The first step is to rethink how we educate citizens and completely rebuild our education systems. Unfortunately, today the U.S., U.K. and most of the world’s education systems are in disarray, still geared toward preparing workers for the industrial age. Same goes for India, Pakistan and many African countries that inherited the British system from years of colonialism. A focus should be on STEM subjects Science, Technology, Engineering and Math and vocational education need to be rolled out in mass, giving our children the technical skills they’ll need to work in a highly-automated, technologically advanced society. The ability to code is going to be absolutely essential. Everyone, from small business owners to office workers to creatives to homemakers to senior citizens, is going to need some sort of programming abilities much in the way that driving is a necessary skill today.

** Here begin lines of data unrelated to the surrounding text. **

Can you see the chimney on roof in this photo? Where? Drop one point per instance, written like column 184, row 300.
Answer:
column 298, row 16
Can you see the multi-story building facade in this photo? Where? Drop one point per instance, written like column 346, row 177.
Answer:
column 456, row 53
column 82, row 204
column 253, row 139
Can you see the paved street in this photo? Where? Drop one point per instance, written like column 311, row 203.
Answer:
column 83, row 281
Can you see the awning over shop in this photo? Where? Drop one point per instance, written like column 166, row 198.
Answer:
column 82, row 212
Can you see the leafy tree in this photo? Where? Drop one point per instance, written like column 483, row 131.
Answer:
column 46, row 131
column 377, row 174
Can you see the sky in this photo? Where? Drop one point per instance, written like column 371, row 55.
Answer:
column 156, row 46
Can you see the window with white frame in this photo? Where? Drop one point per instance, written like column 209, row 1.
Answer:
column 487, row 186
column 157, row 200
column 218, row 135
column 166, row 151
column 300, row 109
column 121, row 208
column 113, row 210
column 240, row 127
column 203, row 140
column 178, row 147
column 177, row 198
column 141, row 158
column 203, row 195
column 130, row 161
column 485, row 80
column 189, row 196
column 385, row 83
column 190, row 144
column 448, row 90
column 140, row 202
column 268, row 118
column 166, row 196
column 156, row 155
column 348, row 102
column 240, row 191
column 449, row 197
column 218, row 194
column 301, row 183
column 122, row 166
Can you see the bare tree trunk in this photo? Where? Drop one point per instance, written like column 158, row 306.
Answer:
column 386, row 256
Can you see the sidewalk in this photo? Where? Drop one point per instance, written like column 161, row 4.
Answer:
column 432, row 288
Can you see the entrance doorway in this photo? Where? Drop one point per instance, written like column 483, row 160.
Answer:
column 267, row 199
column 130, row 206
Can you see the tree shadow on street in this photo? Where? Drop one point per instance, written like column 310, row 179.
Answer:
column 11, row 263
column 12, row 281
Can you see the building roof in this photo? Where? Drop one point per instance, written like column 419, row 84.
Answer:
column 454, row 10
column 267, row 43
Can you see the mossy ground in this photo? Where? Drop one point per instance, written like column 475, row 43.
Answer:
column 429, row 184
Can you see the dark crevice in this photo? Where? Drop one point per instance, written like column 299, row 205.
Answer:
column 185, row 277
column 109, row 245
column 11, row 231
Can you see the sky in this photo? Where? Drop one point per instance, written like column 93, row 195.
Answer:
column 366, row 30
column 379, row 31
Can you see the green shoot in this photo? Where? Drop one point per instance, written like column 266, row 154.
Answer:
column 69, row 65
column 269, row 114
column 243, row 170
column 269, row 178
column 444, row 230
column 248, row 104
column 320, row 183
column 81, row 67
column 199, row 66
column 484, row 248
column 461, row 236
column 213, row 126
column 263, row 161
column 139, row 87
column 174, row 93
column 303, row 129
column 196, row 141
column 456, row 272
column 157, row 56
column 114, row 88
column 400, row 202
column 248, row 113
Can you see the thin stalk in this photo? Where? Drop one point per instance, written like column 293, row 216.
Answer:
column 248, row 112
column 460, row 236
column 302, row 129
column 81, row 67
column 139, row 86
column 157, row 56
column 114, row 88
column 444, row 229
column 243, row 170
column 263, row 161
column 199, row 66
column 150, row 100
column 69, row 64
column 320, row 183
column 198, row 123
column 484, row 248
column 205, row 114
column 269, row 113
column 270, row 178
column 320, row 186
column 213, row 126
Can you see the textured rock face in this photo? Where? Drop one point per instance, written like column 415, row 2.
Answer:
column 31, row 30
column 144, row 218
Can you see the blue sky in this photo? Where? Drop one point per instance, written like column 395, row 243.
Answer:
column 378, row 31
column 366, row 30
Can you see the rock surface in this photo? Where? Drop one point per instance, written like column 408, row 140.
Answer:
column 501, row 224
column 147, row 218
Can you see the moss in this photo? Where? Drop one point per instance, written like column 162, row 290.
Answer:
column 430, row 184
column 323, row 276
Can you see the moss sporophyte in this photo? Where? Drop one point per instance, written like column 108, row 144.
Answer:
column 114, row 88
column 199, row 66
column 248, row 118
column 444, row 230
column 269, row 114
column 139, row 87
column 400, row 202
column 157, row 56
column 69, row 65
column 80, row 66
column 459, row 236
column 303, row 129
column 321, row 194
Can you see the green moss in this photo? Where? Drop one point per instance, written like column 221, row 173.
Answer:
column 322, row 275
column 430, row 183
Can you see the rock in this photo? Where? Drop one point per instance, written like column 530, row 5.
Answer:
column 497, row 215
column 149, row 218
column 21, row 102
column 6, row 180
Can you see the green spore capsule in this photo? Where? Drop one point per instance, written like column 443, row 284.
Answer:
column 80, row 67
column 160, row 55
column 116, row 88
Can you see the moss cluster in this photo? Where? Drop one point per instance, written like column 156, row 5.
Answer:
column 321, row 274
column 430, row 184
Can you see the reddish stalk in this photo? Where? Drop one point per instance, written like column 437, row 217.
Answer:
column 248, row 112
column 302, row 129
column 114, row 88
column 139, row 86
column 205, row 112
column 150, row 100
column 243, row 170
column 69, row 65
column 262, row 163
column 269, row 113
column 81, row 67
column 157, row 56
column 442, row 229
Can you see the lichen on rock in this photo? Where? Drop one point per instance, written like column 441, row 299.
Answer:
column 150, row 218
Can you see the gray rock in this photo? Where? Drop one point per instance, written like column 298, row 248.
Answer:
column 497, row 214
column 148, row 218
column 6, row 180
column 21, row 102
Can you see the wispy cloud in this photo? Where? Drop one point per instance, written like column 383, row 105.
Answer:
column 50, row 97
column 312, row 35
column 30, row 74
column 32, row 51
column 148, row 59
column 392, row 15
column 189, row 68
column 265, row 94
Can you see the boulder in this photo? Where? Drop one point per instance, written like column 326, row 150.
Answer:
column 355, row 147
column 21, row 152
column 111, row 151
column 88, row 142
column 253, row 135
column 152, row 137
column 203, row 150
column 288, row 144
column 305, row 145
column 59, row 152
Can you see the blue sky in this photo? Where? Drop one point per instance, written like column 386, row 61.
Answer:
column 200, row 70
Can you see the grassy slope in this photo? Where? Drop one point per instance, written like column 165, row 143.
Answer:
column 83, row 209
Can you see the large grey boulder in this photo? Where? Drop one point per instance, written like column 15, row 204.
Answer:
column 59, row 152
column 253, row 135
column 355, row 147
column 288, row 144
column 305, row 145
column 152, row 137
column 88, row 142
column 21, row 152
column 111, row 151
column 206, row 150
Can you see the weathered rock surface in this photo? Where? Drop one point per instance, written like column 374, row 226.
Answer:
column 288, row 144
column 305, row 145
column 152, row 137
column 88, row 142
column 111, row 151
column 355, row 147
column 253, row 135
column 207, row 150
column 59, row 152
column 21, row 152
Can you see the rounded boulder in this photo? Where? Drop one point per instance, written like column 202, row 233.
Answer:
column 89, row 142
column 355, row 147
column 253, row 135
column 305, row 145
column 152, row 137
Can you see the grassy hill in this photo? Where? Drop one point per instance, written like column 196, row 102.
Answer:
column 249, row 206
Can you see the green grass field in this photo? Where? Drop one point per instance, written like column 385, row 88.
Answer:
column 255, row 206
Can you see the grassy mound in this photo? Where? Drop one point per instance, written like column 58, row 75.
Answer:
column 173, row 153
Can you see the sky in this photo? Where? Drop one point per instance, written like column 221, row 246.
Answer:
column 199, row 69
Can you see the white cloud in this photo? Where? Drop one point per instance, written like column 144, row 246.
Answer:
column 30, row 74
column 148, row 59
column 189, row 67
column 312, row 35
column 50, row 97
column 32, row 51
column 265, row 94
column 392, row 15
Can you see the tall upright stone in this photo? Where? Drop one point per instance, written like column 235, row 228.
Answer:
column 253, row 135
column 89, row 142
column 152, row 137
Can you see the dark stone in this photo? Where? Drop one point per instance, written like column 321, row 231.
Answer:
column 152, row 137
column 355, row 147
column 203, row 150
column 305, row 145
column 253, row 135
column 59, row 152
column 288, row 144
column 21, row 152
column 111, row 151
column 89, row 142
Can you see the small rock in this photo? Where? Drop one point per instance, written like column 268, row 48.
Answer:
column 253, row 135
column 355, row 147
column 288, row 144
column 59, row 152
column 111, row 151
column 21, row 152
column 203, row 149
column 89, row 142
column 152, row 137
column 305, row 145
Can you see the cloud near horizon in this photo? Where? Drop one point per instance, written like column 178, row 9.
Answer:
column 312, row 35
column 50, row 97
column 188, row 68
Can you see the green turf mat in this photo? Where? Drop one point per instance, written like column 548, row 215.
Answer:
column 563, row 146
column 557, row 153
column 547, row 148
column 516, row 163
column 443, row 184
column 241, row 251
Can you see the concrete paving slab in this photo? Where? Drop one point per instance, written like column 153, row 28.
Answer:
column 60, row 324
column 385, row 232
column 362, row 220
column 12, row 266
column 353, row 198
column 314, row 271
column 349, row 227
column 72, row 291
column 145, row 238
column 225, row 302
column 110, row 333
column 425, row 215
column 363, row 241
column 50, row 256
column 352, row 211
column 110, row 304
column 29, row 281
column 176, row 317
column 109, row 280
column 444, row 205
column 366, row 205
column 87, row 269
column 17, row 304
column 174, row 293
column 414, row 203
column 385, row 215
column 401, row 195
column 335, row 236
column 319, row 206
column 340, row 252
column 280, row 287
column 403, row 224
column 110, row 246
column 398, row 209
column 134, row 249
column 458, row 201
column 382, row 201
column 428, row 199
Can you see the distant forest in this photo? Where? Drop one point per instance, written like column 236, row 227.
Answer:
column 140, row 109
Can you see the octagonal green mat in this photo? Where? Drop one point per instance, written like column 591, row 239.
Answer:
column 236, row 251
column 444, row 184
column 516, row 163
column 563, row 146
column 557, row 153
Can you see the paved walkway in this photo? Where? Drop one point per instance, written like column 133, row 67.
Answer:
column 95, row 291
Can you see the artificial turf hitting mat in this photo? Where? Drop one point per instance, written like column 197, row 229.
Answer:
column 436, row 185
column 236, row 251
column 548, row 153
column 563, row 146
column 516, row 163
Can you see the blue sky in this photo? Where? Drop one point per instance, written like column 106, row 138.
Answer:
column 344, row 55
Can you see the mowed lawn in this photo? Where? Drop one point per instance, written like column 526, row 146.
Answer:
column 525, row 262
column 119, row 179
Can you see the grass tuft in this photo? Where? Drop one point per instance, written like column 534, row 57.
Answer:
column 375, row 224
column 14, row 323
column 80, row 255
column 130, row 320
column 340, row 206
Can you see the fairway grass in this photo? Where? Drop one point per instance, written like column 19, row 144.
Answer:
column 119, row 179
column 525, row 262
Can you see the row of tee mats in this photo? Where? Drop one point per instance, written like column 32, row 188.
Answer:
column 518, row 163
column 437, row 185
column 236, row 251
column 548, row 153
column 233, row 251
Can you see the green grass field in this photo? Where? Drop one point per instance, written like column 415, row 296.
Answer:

Germany has a wonderful vocation education system where aptitude is carefully tracked and students at the high school level are funneled into schools that teach them a specific skill including robotics and software engineering. Revolutionizing our education systems on a global scale is going to take the money and political will in much of the world. Change is never easy, but our survival as a species and our place on this planet depends on it.
Secondly, money needs to pour into retraining programs in every region of the world. Workers doing manual labor and jobs that automation has replaced the need to be given the skills to transition to another field. Field workers became industrial workers. Blacksmiths became mechanics. It’s time for factory line technicians to become robotics experts and computer software, developers. This is where the private sector needs to come in. The Fortune 500 has never been so cash rich as automation has cut operational costs while expanding markets. The increased margins have created a huge cash flow that is just sitting in corporate coffers or being funneled to stock holders.
Why not invest a portion of that money into training the next generation of workers? Corporations are going to need highly-skilled employees, and they can’t afford to wait for the government takes the lead especially in this age of austerity. Again, there’s precedent for this type of corporate responsibility. Henry Ford famously paid his assembly-line workers higher salaries so they could afford to buy his cars. In essence, he created the American middle class a group that made him exceptionally rich in the long run.
We can’t afford to wait any longer to take action. Population explosion and the loss of up to 47 percent of the world’s jobs is a recipe for disaster. Governments, non-profits, and the private sector need to get together and slow population growth through awareness campaigns and work to retain the next generation of workers with the skills they’ll need to survive in a highly-automated world.